Now is time to build the pipeline. Here is a simple example:
library(rixpress)
library(igraph)
list(
rxp_py_file(
name = mtcars_pl,
path = 'data/mtcars.csv',
read_function = "lambda x: polars.read_csv(x, separator='|')"
),
rxp_py(
# reticulate doesn't support polars DFs yet, so need to convert
# first to pandas DF
name = mtcars_pl_am,
py_expr = "mtcars_pl.filter(polars.col('am') == 1).to_pandas()"
),
rxp_py2r(
name = mtcars_am,
expr = mtcars_pl_am
),
rxp_r(
name = mtcars_head,
expr = my_head(mtcars_am),
additional_files = "functions.R"
),
rxp_r2py(
name = mtcars_head_py,
expr = mtcars_head
),
rxp_py(
name = mtcars_tail_py,
py_expr = 'mtcars_head_py.tail()'
),
rxp_py2r(
name = mtcars_tail,
expr = mtcars_tail_py
),
rxp_r(
name = mtcars_mpg,
expr = dplyr::select(mtcars_tail, mpg)
),
rxp_quarto(
name = page,
qmd_file = "my_doc/page.qmd",
additional_files = c("my_doc/content.qmd", "my_doc/images")
)
) |>
rixpress(project_path = ".")
As you can see, it starts off by reading in some data using the
Python polars package, and then converts it to an R data frame for
further manipulation, converts it back to a Python data frame and back
to R. You’ll notice that at some point the head of the data is
computed using a user-defined function called my_head()
.
User-defined functions should all go into a script called
functions.R
or functions.py
and derivation
that use them need to be aware of them by setting the
additional_files
argument (if derivation need further files
to be available, these can be put there as well. A main difference
between rxp_py()
and rxp_r()
is that Python
code should be passed as a string, and not as an expression. Also,
you’ll notice that I had to use polars.read_csv()
instead
of the more common pl.read_csv()
. This is because by
default Python package get imported using a simple statement
import polars
. If you want to change this to
import polars as pl
(import pandas as pd
and
so on), then you can use the adjust_imports()
function. For
example:
adjust_imports("import polars", "import polars as pl")
adjust_imports()
is sometimes mandatory, for example if
you want to import a package’s submodule:
adjust_imports("import pillow", "from PIL import Image")
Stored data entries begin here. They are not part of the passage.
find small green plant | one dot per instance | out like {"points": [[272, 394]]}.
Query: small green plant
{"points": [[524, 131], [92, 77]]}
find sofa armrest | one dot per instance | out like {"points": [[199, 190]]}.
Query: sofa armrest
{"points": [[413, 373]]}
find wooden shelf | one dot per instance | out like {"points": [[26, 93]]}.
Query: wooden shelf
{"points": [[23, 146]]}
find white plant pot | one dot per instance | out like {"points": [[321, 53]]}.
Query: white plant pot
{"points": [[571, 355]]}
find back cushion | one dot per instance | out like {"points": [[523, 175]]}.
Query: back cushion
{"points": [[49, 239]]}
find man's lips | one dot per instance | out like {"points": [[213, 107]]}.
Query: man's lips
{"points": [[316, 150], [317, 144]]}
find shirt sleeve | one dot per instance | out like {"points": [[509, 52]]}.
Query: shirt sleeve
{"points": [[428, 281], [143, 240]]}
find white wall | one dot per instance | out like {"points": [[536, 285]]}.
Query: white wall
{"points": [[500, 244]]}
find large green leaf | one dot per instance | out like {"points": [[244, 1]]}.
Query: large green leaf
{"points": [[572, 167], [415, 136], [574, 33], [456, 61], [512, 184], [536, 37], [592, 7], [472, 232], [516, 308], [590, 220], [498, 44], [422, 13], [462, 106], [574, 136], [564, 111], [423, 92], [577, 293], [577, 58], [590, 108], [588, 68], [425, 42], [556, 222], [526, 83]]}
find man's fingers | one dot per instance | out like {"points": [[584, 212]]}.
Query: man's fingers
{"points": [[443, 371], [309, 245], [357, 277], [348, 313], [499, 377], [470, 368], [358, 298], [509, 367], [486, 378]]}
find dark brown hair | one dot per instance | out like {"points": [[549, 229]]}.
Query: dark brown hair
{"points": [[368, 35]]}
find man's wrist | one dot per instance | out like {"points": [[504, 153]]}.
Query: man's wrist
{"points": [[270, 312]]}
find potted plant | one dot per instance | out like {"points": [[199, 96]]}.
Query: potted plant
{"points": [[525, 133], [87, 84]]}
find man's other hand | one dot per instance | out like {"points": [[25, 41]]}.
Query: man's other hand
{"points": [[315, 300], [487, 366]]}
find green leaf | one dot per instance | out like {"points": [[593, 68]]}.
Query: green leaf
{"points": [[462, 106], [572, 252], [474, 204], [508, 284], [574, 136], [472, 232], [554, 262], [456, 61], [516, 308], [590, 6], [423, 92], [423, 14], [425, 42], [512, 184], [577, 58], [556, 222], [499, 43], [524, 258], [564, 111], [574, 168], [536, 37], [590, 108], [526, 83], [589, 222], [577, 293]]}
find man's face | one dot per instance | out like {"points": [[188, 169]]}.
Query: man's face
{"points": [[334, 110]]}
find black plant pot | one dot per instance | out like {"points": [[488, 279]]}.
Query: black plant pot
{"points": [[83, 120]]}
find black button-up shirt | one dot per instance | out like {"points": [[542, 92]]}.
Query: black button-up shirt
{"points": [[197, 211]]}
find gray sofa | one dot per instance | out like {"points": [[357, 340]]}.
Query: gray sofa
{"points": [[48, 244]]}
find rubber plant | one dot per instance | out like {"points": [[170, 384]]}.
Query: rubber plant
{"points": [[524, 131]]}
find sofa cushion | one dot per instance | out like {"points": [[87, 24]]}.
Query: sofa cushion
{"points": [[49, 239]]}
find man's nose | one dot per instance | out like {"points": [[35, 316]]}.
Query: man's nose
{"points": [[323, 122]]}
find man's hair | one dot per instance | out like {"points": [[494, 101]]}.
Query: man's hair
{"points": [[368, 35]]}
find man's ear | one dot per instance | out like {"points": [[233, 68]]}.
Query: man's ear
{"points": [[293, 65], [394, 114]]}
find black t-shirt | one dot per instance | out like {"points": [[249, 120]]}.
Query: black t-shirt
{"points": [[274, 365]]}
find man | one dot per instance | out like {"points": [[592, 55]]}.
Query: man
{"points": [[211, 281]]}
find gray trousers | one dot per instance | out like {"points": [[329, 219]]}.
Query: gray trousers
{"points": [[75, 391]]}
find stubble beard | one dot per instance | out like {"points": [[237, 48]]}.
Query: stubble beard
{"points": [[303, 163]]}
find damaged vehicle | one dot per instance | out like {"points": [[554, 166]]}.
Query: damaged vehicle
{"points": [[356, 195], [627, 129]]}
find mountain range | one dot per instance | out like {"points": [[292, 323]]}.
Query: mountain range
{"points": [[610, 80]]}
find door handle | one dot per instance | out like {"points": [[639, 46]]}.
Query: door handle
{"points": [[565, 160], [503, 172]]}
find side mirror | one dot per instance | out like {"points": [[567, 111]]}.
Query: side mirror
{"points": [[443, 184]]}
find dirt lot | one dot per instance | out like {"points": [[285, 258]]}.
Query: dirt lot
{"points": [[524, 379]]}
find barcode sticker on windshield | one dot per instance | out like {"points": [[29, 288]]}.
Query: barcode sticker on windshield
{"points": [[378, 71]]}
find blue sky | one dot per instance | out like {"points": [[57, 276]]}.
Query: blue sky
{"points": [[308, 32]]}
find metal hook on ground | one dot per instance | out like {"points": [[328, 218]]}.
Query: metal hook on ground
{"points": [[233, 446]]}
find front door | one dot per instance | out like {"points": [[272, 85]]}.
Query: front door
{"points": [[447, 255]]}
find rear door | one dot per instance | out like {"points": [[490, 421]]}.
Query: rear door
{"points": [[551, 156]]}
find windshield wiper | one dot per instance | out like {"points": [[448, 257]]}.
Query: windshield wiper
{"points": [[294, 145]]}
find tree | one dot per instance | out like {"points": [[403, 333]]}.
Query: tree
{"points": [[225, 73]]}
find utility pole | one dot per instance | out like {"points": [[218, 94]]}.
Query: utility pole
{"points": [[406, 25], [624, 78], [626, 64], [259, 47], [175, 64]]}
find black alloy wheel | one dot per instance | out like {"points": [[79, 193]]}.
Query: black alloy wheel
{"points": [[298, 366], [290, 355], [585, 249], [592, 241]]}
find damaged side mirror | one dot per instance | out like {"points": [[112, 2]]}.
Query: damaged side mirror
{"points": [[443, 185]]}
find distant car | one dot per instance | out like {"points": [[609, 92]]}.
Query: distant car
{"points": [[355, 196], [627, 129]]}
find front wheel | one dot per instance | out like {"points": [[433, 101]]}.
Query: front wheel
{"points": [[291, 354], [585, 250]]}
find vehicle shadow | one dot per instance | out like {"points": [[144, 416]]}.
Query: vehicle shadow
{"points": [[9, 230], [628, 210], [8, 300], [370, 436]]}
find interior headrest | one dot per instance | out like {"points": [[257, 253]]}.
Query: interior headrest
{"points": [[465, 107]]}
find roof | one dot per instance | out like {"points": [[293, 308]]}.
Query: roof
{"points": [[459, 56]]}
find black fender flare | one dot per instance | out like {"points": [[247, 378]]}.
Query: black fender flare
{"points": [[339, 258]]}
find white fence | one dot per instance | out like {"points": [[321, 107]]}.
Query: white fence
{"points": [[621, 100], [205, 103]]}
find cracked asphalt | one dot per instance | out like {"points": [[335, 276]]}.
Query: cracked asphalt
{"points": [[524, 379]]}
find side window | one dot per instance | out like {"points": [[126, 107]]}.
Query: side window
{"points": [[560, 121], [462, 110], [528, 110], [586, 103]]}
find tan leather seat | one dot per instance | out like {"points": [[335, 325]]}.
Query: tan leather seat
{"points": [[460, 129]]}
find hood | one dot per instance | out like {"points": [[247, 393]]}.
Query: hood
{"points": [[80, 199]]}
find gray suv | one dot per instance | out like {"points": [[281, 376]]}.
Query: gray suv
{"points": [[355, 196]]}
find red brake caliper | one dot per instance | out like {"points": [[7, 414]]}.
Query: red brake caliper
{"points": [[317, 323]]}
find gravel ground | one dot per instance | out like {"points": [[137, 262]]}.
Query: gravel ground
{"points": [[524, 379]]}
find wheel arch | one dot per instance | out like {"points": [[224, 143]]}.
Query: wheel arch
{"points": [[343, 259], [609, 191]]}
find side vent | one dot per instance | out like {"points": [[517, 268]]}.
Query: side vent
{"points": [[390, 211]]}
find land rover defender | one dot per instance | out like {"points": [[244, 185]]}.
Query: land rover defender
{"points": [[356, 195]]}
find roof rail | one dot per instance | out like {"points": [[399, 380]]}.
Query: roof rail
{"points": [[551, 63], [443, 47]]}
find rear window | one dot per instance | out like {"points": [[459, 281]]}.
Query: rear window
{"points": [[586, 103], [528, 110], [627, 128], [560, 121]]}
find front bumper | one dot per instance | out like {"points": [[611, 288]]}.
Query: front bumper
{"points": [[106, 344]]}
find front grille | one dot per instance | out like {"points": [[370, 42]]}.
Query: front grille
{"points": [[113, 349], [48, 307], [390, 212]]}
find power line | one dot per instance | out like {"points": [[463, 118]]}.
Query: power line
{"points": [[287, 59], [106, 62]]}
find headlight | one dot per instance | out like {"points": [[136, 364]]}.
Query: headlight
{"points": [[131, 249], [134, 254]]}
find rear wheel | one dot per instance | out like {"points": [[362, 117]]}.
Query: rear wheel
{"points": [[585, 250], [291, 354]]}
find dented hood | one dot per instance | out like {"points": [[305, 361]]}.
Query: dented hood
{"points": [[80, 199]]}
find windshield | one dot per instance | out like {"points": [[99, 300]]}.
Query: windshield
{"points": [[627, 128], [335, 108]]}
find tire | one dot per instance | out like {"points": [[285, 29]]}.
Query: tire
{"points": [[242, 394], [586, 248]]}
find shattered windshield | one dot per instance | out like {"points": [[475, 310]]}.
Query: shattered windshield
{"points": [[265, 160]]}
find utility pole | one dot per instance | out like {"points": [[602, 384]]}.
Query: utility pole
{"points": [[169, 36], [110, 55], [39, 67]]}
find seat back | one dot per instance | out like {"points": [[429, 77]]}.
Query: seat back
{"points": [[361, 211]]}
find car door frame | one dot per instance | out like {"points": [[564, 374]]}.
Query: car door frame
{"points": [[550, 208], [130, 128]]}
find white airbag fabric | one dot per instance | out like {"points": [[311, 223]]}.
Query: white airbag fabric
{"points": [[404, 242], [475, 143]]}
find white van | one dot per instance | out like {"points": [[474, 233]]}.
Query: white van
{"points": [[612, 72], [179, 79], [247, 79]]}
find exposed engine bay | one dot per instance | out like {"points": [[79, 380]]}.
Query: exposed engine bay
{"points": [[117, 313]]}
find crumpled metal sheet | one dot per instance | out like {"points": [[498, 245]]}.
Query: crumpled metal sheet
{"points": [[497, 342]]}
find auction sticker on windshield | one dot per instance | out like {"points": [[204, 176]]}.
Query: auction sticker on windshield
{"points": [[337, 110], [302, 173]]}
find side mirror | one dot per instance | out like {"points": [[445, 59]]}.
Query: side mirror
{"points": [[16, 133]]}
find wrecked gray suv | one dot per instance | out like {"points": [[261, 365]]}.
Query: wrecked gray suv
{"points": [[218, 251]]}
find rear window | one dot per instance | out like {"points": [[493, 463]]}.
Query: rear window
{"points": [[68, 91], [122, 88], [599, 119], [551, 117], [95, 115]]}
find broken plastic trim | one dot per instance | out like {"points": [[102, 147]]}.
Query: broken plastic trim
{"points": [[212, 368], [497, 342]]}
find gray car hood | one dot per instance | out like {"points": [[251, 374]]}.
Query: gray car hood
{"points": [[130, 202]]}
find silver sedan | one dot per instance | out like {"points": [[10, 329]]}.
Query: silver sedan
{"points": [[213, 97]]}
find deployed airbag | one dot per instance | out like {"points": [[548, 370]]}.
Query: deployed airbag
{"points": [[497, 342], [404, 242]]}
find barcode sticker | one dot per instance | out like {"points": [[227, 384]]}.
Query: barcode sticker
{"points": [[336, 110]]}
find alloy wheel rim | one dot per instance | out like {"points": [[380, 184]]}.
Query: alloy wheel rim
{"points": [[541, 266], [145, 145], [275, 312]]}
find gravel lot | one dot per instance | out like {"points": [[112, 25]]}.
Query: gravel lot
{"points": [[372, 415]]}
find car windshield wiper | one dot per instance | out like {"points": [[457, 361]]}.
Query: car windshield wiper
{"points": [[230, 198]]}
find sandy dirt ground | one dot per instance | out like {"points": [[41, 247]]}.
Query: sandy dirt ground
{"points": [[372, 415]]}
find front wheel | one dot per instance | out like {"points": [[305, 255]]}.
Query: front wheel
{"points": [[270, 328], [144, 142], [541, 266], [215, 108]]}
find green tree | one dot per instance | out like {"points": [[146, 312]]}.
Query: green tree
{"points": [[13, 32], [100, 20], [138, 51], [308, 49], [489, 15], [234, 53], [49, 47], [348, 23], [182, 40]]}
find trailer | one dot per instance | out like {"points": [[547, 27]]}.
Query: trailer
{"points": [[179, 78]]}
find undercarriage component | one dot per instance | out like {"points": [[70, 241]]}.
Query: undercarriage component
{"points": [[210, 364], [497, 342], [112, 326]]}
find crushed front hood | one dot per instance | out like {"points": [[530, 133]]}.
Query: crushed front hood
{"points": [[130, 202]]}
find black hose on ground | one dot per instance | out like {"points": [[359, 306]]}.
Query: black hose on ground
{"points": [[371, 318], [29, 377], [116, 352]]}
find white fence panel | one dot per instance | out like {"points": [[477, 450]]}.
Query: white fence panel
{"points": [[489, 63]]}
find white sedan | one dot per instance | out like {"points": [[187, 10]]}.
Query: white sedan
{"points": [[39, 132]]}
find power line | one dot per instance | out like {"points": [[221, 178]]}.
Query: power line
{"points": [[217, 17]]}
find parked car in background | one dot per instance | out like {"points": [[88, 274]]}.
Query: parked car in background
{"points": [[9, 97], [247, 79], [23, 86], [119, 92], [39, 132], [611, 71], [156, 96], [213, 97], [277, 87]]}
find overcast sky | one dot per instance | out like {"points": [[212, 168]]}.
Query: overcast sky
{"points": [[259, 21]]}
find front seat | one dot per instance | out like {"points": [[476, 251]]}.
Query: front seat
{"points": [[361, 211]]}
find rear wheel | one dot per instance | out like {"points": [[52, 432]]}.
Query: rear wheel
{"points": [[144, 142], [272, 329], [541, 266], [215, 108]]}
The package is called pillow
, so rixpress
will import write the statement as import pillow
, but this
will simply not work. So in this case adjust_imports()
must
be used.
Building a Quarto document
The last derivation builds a Quarto document using
rxp_quarto()
. Here again, the additional_files
argument is used to make the derivation aware of required files to build
the document. Here is what the source of the document looks like:
---
title: "Loading derivations outputs in a quarto doc"
format:
html:
embed-resources: true
toc: true
---

Use `rxp_read()` to show object in the document:
```
#| eval: true
rixpress::rxp_read("mtcars_head")
```
```
#| eval: true
rixpress::rxp_read("mtcars_tail")
```
```
#| eval: true
rixpress::rxp_read("mtcars_mpg")
```
{{< include content.qmd >}}
```
#| eval: true
rixpress::rxp_read("mtcars_tail_py")
```
Just like in an interactive session, rxp_read()
is used
to retrieve the objects from the store. See how I refer to the other
document content.qmd
and the image
meme.png
.
If you want to add further arguments to the Quarto command line tool,
you can use the args
argument:
rxp_quarto(
name = page,
qmd_file = "my_doc/page.qmd",
additional_files = c("my_doc/content.qmd", "my_doc/images"),
args = "--to typst"
)
and don’t forget to add typst
to the list of system
packages in the call to rix()
:
rix(
date = "2025-03-31",
r_pkgs = c("dplyr", "igraph", "reticulate", "quarto"),
system_pkgs = "typst",
git_pkgs = list(...
In the future, other languages could be added to rixpress, notably Julia.